Hardware Requirements Summary
Minimum (CPU only):
- Any modern CPU
- 4GB RAM for small models, 8GB for medium/large
- Works, but expect 5-10x realtime (1 hour audio = 5-10 hours to transcribe)
Recommended (NVIDIA GPU):
- RTX 3060 or better
- 8GB+ VRAM for large models
- Expect 1-2 minutes for 10 minutes of audio
Apple Silicon:
- Any M1/M2/M3/M4 Mac
- 8GB unified memory minimum
- With CoreML: 2-3 minutes for 10 minutes of audio
Cost Comparison
| Service | Monthly Cost | Annual Cost |
|---|---|---|
| Otter.ai Pro | $17 | $100 (annual billing) |
| Otter.ai Business | $30 | $240 (annual billing) |
| Self-hosted Whisper | $0 | $0 |
The only cost for self-hosting is the one-time hardware investment - and you likely already have suitable hardware.
Limitations
Self-hosted Whisper has tradeoffs compared to cloud services like Otter.ai:
- No mobile app: You’ll need a computer to run transcriptions
- No real-time transcription: Whisper processes recordings, not live audio
- Manual file handling: No automatic meeting integrations
- No cloud sync: Files stay on your machine (this is also a privacy benefit)

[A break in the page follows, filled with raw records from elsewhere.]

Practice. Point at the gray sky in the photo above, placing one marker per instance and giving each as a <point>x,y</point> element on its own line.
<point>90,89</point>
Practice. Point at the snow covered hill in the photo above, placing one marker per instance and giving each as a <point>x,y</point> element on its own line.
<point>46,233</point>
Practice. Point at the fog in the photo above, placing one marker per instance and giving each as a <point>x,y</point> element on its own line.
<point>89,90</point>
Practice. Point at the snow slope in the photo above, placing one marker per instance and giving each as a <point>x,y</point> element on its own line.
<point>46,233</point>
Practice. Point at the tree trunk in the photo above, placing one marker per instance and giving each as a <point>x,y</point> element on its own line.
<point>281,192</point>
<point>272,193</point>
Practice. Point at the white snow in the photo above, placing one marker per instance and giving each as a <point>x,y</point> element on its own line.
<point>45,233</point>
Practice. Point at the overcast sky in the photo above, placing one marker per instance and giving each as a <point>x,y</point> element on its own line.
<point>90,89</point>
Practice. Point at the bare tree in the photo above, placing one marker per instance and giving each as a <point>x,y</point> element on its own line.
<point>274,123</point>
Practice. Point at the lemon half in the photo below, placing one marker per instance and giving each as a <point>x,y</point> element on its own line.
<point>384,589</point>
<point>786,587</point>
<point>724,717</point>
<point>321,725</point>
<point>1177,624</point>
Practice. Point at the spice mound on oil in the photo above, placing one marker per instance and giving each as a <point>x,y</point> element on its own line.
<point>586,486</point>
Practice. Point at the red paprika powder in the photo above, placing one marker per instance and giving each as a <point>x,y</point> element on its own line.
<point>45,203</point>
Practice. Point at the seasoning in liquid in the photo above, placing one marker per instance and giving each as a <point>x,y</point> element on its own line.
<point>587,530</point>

For live meeting transcription with calendar integration, cloud services still have an edge. But for transcribing recordings - lectures, interviews, voice memos, podcasts - self-hosted Whisper matches or beats paid services at zero ongoing cost.
Tips for Best Results
Audio quality matters more than model size. A clean recording with the small model often beats a noisy recording with large-v3.
Use the right model for your hardware:
- CPU only: stick with small or base
- 4GB VRAM: medium model
- 8GB+ VRAM: large-v3-turbo
- 12GB+ VRAM: large-v3
For non-English languages, always use multilingual models (not .en variants) and specify the language with --language for better accuracy.
Speaker diarization requires GPU. WhisperX’s pyannote-audio backend needs CUDA. CPU-only setups should use faster-whisper or whisper.cpp and manually note speaker changes.
What’s Next
Once you have transcription working, consider:
- Setting up a web interface with Whishper
- Automating transcription of new files with a folder watcher
- Piping transcripts to local LLMs for summarization
- Building a searchable archive of your recordings
Your recordings, your hardware, your data. No subscription required.